Timothy G. Gaulton,1 *Glen N. Gaulton2

1. Department of Anesthesiology, Brigham and Women’s Hospital, Boston, Massachusetts, USA
2. Department of Pathology and Laboratory Medicine, and Center for Global Health, University of Pennsylvania Perelman School of Medicine, Philadelphia, Pennsylvania, USA
*Correspondence to gaulton@mail.med.upenn.edu

Disclosure: The authors have declared no conflicts of interest.
Received: 01.03.16 Accepted: 21.03.16
Citation: EMJ. 2016;1[2]:43-49.

Abstract

The events of the past year have highlighted the continuing importance of emerging virus infections on the diagnosis and treatment of neurological disease. This review focusses on clarifying the effects of the multiple overlapping factors that impact emergence, including viral richness, transmission opportunity, and establishment.
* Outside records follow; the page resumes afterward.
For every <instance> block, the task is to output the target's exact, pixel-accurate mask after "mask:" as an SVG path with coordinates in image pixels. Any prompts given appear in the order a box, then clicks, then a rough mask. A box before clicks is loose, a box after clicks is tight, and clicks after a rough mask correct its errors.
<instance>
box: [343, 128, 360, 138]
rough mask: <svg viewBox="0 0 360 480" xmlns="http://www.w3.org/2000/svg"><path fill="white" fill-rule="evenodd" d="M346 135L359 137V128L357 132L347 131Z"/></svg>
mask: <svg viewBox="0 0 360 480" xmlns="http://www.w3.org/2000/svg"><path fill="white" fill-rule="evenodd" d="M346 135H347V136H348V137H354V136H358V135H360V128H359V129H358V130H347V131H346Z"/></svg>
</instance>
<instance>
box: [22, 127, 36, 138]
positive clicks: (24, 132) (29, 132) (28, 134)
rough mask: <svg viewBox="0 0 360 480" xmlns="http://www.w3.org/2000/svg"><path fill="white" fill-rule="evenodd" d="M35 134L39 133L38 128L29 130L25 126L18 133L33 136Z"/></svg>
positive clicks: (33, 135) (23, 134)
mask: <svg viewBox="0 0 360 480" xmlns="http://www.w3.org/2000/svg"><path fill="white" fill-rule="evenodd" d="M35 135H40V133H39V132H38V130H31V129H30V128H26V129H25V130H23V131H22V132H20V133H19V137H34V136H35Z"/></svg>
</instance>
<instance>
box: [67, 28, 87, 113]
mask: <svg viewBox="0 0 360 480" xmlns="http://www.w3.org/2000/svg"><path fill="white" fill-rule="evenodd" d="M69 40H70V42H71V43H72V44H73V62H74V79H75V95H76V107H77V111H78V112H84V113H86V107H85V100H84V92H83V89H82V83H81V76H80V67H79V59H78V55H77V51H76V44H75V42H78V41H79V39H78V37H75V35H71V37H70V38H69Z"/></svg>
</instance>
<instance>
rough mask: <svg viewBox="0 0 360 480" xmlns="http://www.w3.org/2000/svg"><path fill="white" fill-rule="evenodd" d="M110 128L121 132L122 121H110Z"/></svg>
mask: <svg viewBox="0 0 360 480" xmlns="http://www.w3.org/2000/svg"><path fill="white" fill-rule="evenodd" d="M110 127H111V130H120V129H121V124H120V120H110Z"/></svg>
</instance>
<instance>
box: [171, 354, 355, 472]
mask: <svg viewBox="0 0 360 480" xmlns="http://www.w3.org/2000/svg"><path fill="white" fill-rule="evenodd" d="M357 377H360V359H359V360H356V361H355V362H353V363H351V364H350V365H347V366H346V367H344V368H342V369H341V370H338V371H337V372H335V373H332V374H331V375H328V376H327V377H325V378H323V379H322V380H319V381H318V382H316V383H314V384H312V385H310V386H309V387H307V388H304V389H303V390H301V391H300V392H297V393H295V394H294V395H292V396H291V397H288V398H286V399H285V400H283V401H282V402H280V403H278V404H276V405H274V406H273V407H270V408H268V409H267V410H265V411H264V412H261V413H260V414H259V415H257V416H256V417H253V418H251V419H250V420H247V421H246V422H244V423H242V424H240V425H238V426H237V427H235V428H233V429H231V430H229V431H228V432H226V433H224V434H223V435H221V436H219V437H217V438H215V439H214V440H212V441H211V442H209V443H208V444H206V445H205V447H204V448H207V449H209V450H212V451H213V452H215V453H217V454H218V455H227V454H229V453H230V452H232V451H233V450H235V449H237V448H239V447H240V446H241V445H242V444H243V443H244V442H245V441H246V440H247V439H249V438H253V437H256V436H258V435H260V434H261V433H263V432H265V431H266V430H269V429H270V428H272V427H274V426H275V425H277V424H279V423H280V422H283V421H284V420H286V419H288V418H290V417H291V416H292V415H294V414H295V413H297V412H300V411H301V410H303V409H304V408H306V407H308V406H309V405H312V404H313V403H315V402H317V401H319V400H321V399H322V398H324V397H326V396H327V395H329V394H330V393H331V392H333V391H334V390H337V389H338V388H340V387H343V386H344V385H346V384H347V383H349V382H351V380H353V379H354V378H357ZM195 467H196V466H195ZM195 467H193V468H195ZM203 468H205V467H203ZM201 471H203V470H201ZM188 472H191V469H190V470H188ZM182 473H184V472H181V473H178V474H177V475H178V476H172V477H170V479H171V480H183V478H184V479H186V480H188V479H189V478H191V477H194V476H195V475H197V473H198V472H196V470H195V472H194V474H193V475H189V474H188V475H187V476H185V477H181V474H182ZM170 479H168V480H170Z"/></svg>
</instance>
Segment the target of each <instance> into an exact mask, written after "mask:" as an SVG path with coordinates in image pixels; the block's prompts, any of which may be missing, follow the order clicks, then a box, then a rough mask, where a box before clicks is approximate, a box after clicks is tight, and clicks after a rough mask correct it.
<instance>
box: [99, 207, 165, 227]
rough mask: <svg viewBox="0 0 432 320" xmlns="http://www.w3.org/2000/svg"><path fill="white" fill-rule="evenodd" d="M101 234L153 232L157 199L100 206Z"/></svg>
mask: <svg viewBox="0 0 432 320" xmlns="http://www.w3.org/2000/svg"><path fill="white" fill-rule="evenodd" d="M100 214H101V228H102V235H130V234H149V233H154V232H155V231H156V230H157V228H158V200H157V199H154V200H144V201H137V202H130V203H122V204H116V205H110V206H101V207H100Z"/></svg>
Case studies of the West Nile, chikungunya, and Zika viruses are utilised to illustrate the dramatic effects of expansion in the range and geographical distribution of emerging infectious disease, the acquisition of new virus vectors, and of increasing human anthropogenic factors such as global transport, climate change, and mosquito abatement programmes on the regional spread and clinical consequences of emerging infectious disease.